According to Dr. Kenny Lin, assistant professor at Georgetown University and associate editor of American Family Physicians, individuals should conduct their own research before consenting to another health check.

Here are a few overused medical exams to be aware of:

Electrocardiogram (EKG) is used to determine and record the heart's electrical activity. It also generates referrals to cardiologist, which also generates an inflow of cash. According to U.S. Preventive Service Task Force, the EKG cannot prevent heart problems. It is more likely to give a false positive activity. In addition to a false activity, physicians are obligated to preform follow up exams for abnormal results. The only time this exam should be considered is if you have cardiac symptoms, such as chest pains, shortness of breath, fainting, etc.

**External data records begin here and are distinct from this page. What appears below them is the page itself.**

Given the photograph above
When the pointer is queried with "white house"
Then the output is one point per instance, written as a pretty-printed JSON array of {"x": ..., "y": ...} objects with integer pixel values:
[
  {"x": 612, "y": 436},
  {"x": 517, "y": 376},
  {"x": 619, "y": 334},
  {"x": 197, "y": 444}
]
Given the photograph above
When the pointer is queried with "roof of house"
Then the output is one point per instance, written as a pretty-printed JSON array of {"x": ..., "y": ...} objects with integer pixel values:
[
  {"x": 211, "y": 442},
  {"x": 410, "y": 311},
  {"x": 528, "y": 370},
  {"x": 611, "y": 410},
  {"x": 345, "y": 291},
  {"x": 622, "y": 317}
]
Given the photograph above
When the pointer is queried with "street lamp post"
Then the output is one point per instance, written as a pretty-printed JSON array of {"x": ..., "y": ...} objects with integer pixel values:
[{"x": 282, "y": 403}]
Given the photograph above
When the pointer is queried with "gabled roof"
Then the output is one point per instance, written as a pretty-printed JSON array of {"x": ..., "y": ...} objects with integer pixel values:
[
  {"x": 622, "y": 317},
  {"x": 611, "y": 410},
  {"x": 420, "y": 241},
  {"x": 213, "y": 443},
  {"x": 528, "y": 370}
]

X-rays or MRIs are used to identify lower back pain, but according to Lin it does not demonstrate why your back pain is persistent. For many healthy patients back pain usually improves over time on its own. However, if your pain last more than six weeks and you are having other symptoms in your leg or bladder, then you should contact your health care provider.

Urinalysis is used to check for bladder infections and kidney problems. Blood Panels are used to check the cholesterol levels. Urinalysis is a sensitive exam that leads to ultrasounds and frequent visits to the urologist. As for blood panels, Lin believes there is no need to check an individual's cholesterol level every year if it has already been determined normal. It is necessary to get a urinalysis once you have any symptoms of infections. An individual may get yearly blood tests if he or she is on a statin or has dramatically changed his or her diet.

Dental X-ray checks for cavities and/or gum disease, it can also expose patients to radiation that may cause brain tumors. According to researchers from the University of Minnesota, patients should ask for a thyroid collar and lead apron to lower the amount of radiation one is exposed to.

Prostate-Specific Antigen (PSA) is used to identify prostate cancer before any symptoms are present. The U.S. Preventive Service Task Force found the exam does not save lives. It does, however, include invasive and painful biopsies. Men should consider this exam after seriously weighing his options and speaking to his health care provider.